问题
I process XML files using SAX :
XMLReader reader = XMLReaderFactory.createXMLReader("org.apache.xerces.parsers.SAXParser");
reader.setFeature("http://xml.org/sax/features/validation", Boolean.TRUE);
reader.setFeature("http://apache.org/xml/features/validation/schema", Boolean.TRUE);
I load a grammar (XSD) and set it to the reader.
reader.setProperty("http://apache.org/xml/properties/internal/grammar-pool", grammarPool);
The grammar contains defaultValue for some optional attribute of some element. Those attributes having default value are passed with this value to the startElement(ContentHandler#startElement)) method from my handler even if they are not present in the source XML. Could I somehow verify whether the attribute is present in XML ?
回答1:
A SAX2 parser that reports the feature flag http://xml.org/sax/features/use-attributes2
as true
will provide instances of the Attributes2 interface to the Attributes argument of ContentHandler#startElement(String uri, String localName, String qName, Attributes atts)
. This extended interface provides, among others, the methods isSpecified(int index)
and isSpecified(String qName)
, which test true
if the attribute was specified in the document, or false
if the value is defaulted through the DTD or schema.
An use case I found was to transduce from XHTML 4.01 Transitional to (X)HTML5 in an EPUB 3.0.1 pipeline. One snag I hit was that the Transitional DTD has the <br>
element default the attribute clear
to none
; this attribute is invalid in HTML5. In order to avoid manually filtering all invalidated attributes in HTML5, I rebuild an Attributes
by filtering defaulted attributes as follows:
public static Attributes filterDefaults(Attributes attributes) {
// Either test the feature flag, or do an instance test
Attributes2 attrs = (Attributes2) attributes;
Attributes2Impl newAttrs = new Attributes2Impl();
for (int i = 0; i < attrs.getLength(); i++) {
if (attrs.isSpecified(i)) {
final String qName = attrs.getQName(i);
final String type = attrs.getType(i);
final String value = attrs.getValue(i);
newAttrs.addAttribute(null, null, qName, type, value);
}
}
return newAttrs;
}
The XMLReader
should be set up to validate both the DTD or schema and the input XML, more or less as follows:
/**
* @see "https://xerces.apache.org/xerces2-j/features.html"
*/
private XMLReader buildParser(SAXParserFactory parserFactory) throws SAXException {
try {
final SAXParser parser = parserFactory.newSAXParser();
final XMLReader reader = parser.getXMLReader();
if (!reader.getFeature("http://xml.org/sax/features/use-attributes2"))
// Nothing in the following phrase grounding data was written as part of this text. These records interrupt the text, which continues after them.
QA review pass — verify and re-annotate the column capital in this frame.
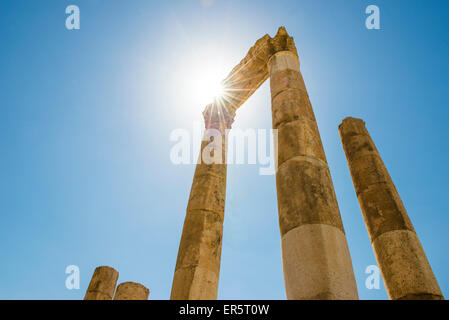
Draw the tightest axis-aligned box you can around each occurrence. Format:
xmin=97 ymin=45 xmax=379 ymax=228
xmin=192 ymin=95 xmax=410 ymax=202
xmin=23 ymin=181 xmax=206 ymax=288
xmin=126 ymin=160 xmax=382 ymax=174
xmin=202 ymin=103 xmax=234 ymax=131
xmin=267 ymin=26 xmax=298 ymax=58
xmin=216 ymin=27 xmax=298 ymax=116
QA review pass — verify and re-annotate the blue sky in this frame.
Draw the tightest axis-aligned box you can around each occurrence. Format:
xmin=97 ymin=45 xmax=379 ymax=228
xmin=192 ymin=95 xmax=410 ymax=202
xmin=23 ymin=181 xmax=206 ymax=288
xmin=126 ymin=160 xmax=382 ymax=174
xmin=0 ymin=0 xmax=448 ymax=300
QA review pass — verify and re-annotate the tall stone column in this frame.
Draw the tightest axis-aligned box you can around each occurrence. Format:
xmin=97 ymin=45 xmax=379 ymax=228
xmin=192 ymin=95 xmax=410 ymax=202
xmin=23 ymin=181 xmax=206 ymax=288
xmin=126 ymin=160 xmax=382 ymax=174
xmin=114 ymin=282 xmax=149 ymax=300
xmin=268 ymin=32 xmax=358 ymax=300
xmin=171 ymin=103 xmax=234 ymax=300
xmin=84 ymin=266 xmax=119 ymax=300
xmin=339 ymin=117 xmax=444 ymax=300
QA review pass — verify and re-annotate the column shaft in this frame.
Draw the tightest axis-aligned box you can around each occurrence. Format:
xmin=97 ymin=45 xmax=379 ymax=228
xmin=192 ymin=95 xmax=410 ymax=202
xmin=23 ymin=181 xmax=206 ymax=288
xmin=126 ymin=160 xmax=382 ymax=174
xmin=84 ymin=266 xmax=119 ymax=300
xmin=269 ymin=51 xmax=358 ymax=299
xmin=339 ymin=117 xmax=444 ymax=300
xmin=114 ymin=282 xmax=149 ymax=300
xmin=171 ymin=104 xmax=233 ymax=300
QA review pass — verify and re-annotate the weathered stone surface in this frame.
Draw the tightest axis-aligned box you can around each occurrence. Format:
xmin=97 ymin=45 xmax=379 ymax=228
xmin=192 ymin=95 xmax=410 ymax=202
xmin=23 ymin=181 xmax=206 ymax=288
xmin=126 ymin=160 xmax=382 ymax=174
xmin=346 ymin=153 xmax=390 ymax=195
xmin=114 ymin=282 xmax=149 ymax=300
xmin=171 ymin=211 xmax=223 ymax=300
xmin=270 ymin=69 xmax=307 ymax=99
xmin=277 ymin=119 xmax=327 ymax=166
xmin=172 ymin=265 xmax=220 ymax=300
xmin=339 ymin=117 xmax=444 ymax=300
xmin=269 ymin=54 xmax=307 ymax=100
xmin=357 ymin=183 xmax=414 ymax=240
xmin=276 ymin=158 xmax=344 ymax=235
xmin=271 ymin=89 xmax=315 ymax=128
xmin=174 ymin=210 xmax=223 ymax=273
xmin=84 ymin=266 xmax=119 ymax=300
xmin=374 ymin=230 xmax=443 ymax=300
xmin=270 ymin=49 xmax=358 ymax=299
xmin=282 ymin=224 xmax=358 ymax=300
xmin=268 ymin=51 xmax=300 ymax=74
xmin=187 ymin=171 xmax=226 ymax=219
xmin=171 ymin=103 xmax=232 ymax=300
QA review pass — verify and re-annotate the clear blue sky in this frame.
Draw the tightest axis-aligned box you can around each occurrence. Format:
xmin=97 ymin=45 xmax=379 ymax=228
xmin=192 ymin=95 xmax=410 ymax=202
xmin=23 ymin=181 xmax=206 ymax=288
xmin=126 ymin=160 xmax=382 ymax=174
xmin=0 ymin=0 xmax=448 ymax=300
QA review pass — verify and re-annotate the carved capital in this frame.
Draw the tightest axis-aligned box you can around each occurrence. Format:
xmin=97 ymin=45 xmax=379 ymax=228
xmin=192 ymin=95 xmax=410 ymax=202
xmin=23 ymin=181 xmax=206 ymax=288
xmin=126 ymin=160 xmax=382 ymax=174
xmin=203 ymin=103 xmax=234 ymax=131
xmin=219 ymin=27 xmax=298 ymax=115
xmin=267 ymin=26 xmax=298 ymax=57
throw new SAXException("SAX2 parser with Attributes2 required");
// Set your callback instances here
reader.setEntityResolver(/*...*/);
reader.setErrorHandler(/*...*/);
reader.setContentHandler(/*...*/);
reader.setProperty("http://xml.org/sax/properties/lexical-handler", /*...*/);
reader.setFeature("http://xml.org/sax/features/namespaces", true);
reader.setFeature("http://xml.org/sax/features/validation", true);
reader.setFeature("http://apache.org/xml/features/validation/schema", true);
return reader;
} catch (ParserConfigurationException e) {
throw new SAXException("Can't build parser", e);
}
}
回答2:
That's how default values for attributes are supposed to work. If you need to distinguish the two cases (defaulted vs. explicitly specified but with the default value) then you'll have to remove the default from the schema and apply it at the code level instead.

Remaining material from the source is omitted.